On the Internet side, America Online (AOL) is still a holding, while Smith has shown Yahoo! (YHOO) the door. "I think AOL-Time Warner is a good combination," he says. "Yahoo doesn't have the breadth of product."
No matter what the sector, Smith looks for companies with solid management teams, high margins and strong cash generation. In technology, that combination leads him to software companies such as Microsoft (MSFT), while in consumer stocks it means beverage firms, such as Coca-Cola (KO) and PepsiCo (PEP) — both in the portfolio.
And while technology is still the fund's largest single sector, financials and health care account for 17.5% and 13% of the assets, respectively. At the moment, Pfizer (PFE) is the largest holding, followed by Cisco Systems (CSCO) and Freddie Mac (FRE).

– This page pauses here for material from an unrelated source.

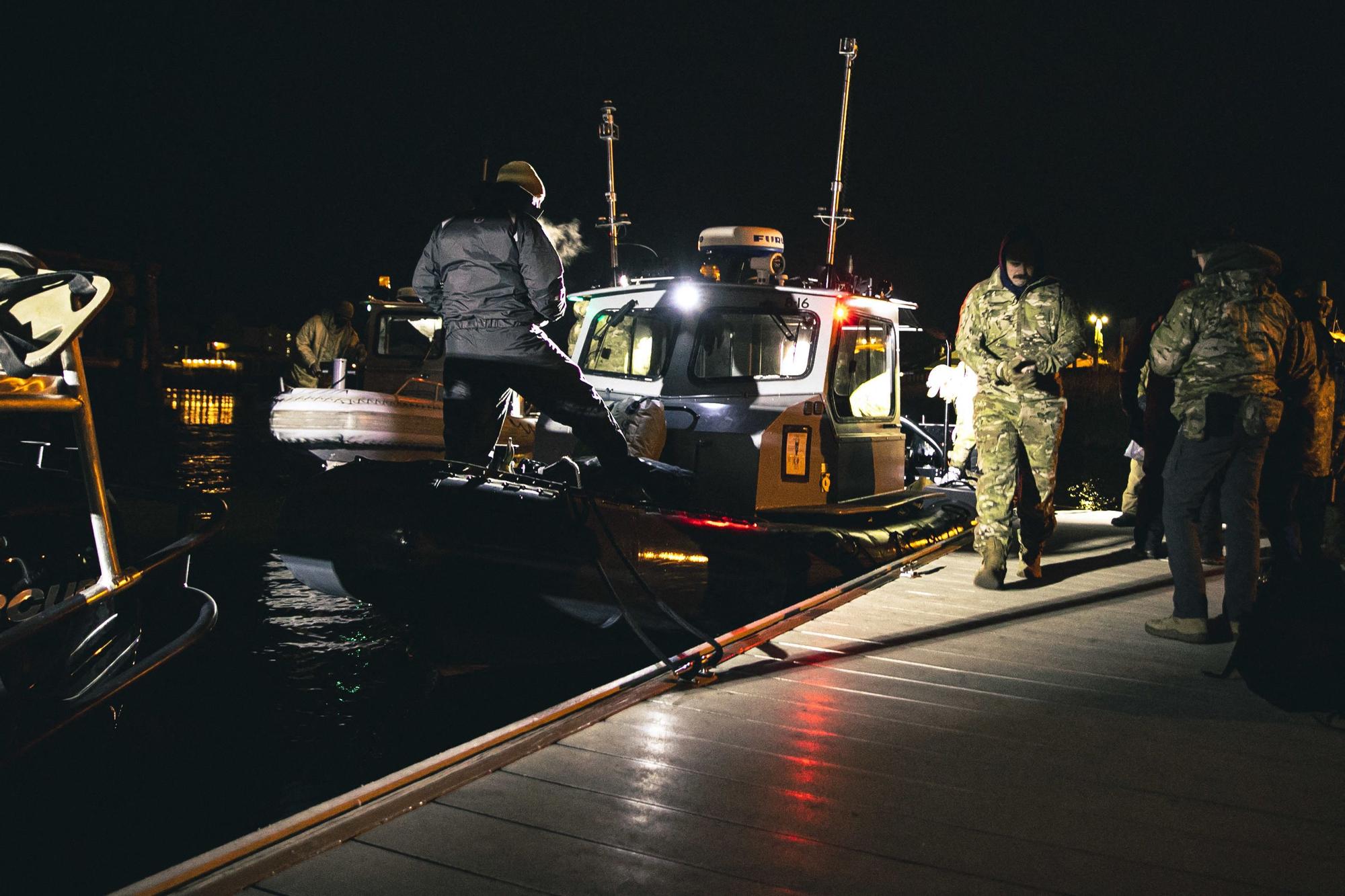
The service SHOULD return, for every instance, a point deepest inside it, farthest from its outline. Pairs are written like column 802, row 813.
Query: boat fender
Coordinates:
column 644, row 424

This fund's three-year annualized return is 20.07%, placing it in the top 10% of the large-cap blend category. Year-to-date it's up 7.12%. Its expense ratio is 0.74%, well below the category average of 1.24%.
Strong Growth
Aggressive is the name of the game at the $4.3 billion Strong Growth fund (SGROX), where experienced money manager Ron Ognar is in control.
Ognar seeks out companies with above-average growth potential, but reasonable prices. Where has that led him? About half the portfolio is in technology and telecom stocks, with Juniper Networks, Cisco Systems and JDS Uniphase (JDSU) the largest holdings, according to the latest quarterly report.
Nevertheless, Ognar isn't stuck on tech. Department-store chain Kohl's (KSS) was a recent top 10 holding, as was PE Biosystems Group (PEB), a manufacturer of scientific-measurement devices. Financial and health-care stocks account for more than 25% of the portfolio's assets.
This fund's three-year annualized return of 31.28% places it in the top 10% of the large-cap growth category. Year-to-date, it's up 4.3%. And its expense ratio is 1.20% — below the 1.45% norm for the group.